Article by Brittany Quick-Warner, Chamber CEO
When the new year kicked off, like many of you, our organization had big plans we were excited to execute in 2020. We had been working hard to recruit and hire for new positions on our growing team. We were finally ready to transition our members to a new membership model that was years in the making, and we were launching a new economic development nonprofit, Onward Eugene, to focus on creating inclusive prosperity for our region.
You know what they say about the best-laid plans... None of us could have imagined how quickly our worlds and our plans could turn upside down.
I vividly remember sitting in my office in early March reading article after article and the reality setting in that this coronavirus was coming to US soil whether we were ready or not. Within a matter of hours, we were shifting the way we executed every single thing we did from events to advocacy and business development. Our country and community began shutting down, and our economy took a nosedive into a recession that we thought may still be months if not a year or two away.
As if all of that wasn’t challenging enough, just as we were adjusting to a new normal and putting together a campaign to support our businesses as they reopened; our country witnessed the tragic death of George Floyd and the tipping point in a decades-long movement to bring light to the racial inequity plaguing our nation.
While the specific activities we planned to engage in this year were significantly altered, ironically, our strategic focus on business engagement and inclusive prosperity could not have been more timely.
Achieving inclusive prosperity requires us to support businesses small and large. It also requires us to address the institutional and systemic racism that is holding many members of our community back from real prosperity.
The work of course-correcting hundreds of years of oppression and racism feels impossibly hard and exhausting. As does the work of leading our community through an economic recovery that is sure to take a few years and hundreds of hours of work.

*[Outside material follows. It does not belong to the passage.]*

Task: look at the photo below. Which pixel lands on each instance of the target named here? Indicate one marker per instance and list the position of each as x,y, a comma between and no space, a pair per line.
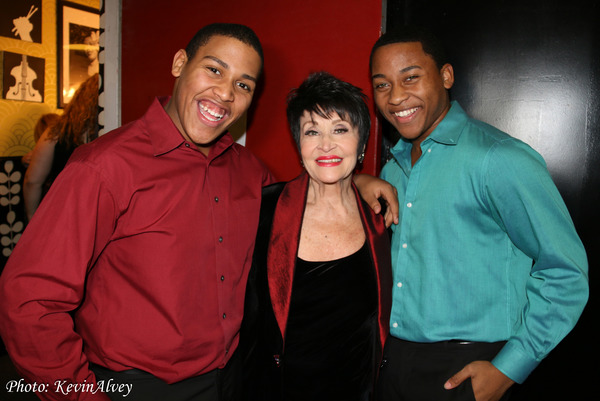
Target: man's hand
489,384
372,188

But the problem is, it is nowhere near as exhausting as it must be to personally experience racial oppression as a person of color in our society. I am not a person of color. I will never fully understand their pain. But I can make myself uncomfortable for as long as it takes to move us closer to a community that truly offers inclusive prosperity for all individuals living here.
The reality is, I am not exactly sure where to start. I am certain we will misstep and get some of this work wrong. But, I am also sure that using those things as an excuse for not starting is the worst possible thing we could do.
As a chamber one of our core values is “bold leadership” and that means we need to have the courage to go first, to push people (including ourselves) out of their comfort zones and to put our organization and community in new and uncomfortable situations—because it is the right thing to do. And so we are choosing to start by listening and by learning. We are reading to understand and listening to really hear people.
I believe all of these crises are colliding in our universe for a reason and we cannot miss our opportunity for improvement. We have a chance to rebuild. Rebuild our communities in a way that supports all of our citizens. We are pursuing inclusive prosperity for every single person in our community and it starts with stepping out of our comfort zone and doing better ourselves. I hope you will join me.